Плетнёв разыскал меня у котлов. Доску он держал перед собой, и по тому, как он её держал, я всё понял раньше слов.
— Родион Трифоныч. Кто?
— Тот… которого вы велели глядеть. — Он сглотнул окончание, ткнул в лист. — Хуже ему.
Этого я приметил ещё в санях, на разгрузке. Его несли как изнурённого поносом, и таких в обозе была половина, а он держался за правый бок и ложился на солому боком, поджав колени. Я тогда велел Плетнёву метить его особо и глядеть каждый час.
Теперь он лежал у стены в гнойной, в той же позе, коленями к животу. Я насчитал ему лет двадцать восемь. Лицо сухое, скулы горят, губы в корке, язык обложен и сух, как тёрка.
— Звать как?
— Тарас, вашбродь. — Голос шёл шёпотом, на выдохе. — Артиллерийского.
— Когда прихватило? Вспоминай в подробностях, Тарас, мне это важнее всего прочего.
— Дык… на пятый день пути. Ввечеру. — Он повёл глазами. — Сперва под ложечкой давило, вроде как объелся. Всю ночь маялся, рвало дважды. А наутро отпустило под ложечкой-то, и село вот сюда. — Он тронул ладонью правый низ живота. — Тут и сидит с той поры. Пятые сутки.
Всё. Больше мне ничего и не требовалось.
Началось у него под ложечкой, за ночь переползло вниз и вправо и там осело, и я эту дорожку знаю наизусть. Рвота вначале и ни разу с тех пор. Пятые сутки жара. Здешний лекарь на такое скажет колику, назначит клистир и припарки, и через неделю Тараса вынесут ногами вперёд.
Я согрел ладонь у себя за пазухой, прежде чем класть её на живот, и повёл слева, издали, подбираясь. Слева мягко. Выше мягко. А в правой подвздошной, под самой ладонью, лежало плотное, горячее, с кулак, и никуда не подавалось, и при первом же нажиме Тарас выгнулся и застонал сквозь зубы. Я отнял руку резко, и он вскрикнул уже громче, чем от нажима.
Значит, брюшина уже в деле. Воспалена.
В моём веке это звалось аппендикулярным абсцессом, и любой фельдшер приёмного покоя узнавал его по трём словам про боль, что переползла из-под ложечки вниз и вправо. Виноват в нём червеобразный отросток слепой кишки, палец длиной, который тут не значит для лекарей ровно ничего и которому имя дадут ещё нескоро.

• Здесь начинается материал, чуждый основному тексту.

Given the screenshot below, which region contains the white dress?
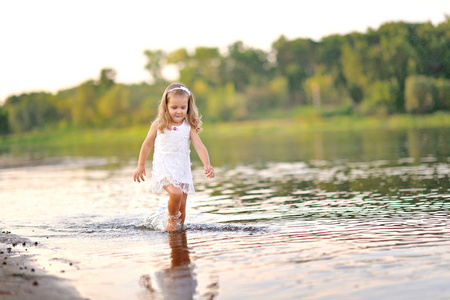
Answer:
[151,120,195,194]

Отросток нагноился, лопнул, и нутро, спасая хозяина, обнесло гной валом из кишки и сальника. Мешок с гноем в правой подвздошной, и мешок этот держит человека ровно до тех пор, покуда держится сам.
Резать надо нынче. Не завтра.
И вот тут вся штука. Гной этот сидит в мешке, притянутом к самой стенке живота, и вскрывать его надо, идя сбоку и тупо, слоями, ножом только по коже, а дальше пальцем и зондом.
Вошёл верно, гной пойдёт наружу в таз, и Тарас будет жить.
Пошёл на палец в сторону, вскрыл свободное нутро, и гной разольётся по всему животу. Тогда его не спасут ни мои руки, ни весь мой век.
От разлитого по брюху гноя не спасает ничто. До плесневых порошков, которые с этим справятся, отсюда сто с лишним лет.
Работа шла бы на глубине узкой раны, наощупь, при свечах. И зависело в ней всё от того, чтобы крючья стояли неподвижно и рана оставалась открытой ровно столько, сколько надо мне.
Я оглядел свой флигель.
Никитин после ночи держался на одном упрямстве и вёл обе палаты. Плетнёв нужен был у листов, и к столу он не годился, я это знал, и он это знал. Фрол хорош у изголовья и никуда более. Робек уехал в правление отчитываться за обоз.
Оставался один человек во всей больнице. Тот, кто стоял у стола годами, кто понимает ход работы наперёд и подаёт раньше, чем попросят. И у кого от одной мысли об этом столе шесть лет холодеют руки.
Я послал за Штоссом.
Он пришёл из чистой палаты со своей тетрадью. Поглядел на Тараса, лежащего коленями к животу. На мою ладонь, ещё стоявшую на правой подвздошной. На раскрытый футляр, где серебром лежала новая сталь, которой не верил в этом городе никто, кроме меня.
И всё понял прежде, чем я раскрыл рот.
— Салтыков… — начал он, и руки его сами ушли за спину, по всегдашней привычке.
— Иван Георгиевич, — сказал я. — Мойтесь. Вы ассистируете.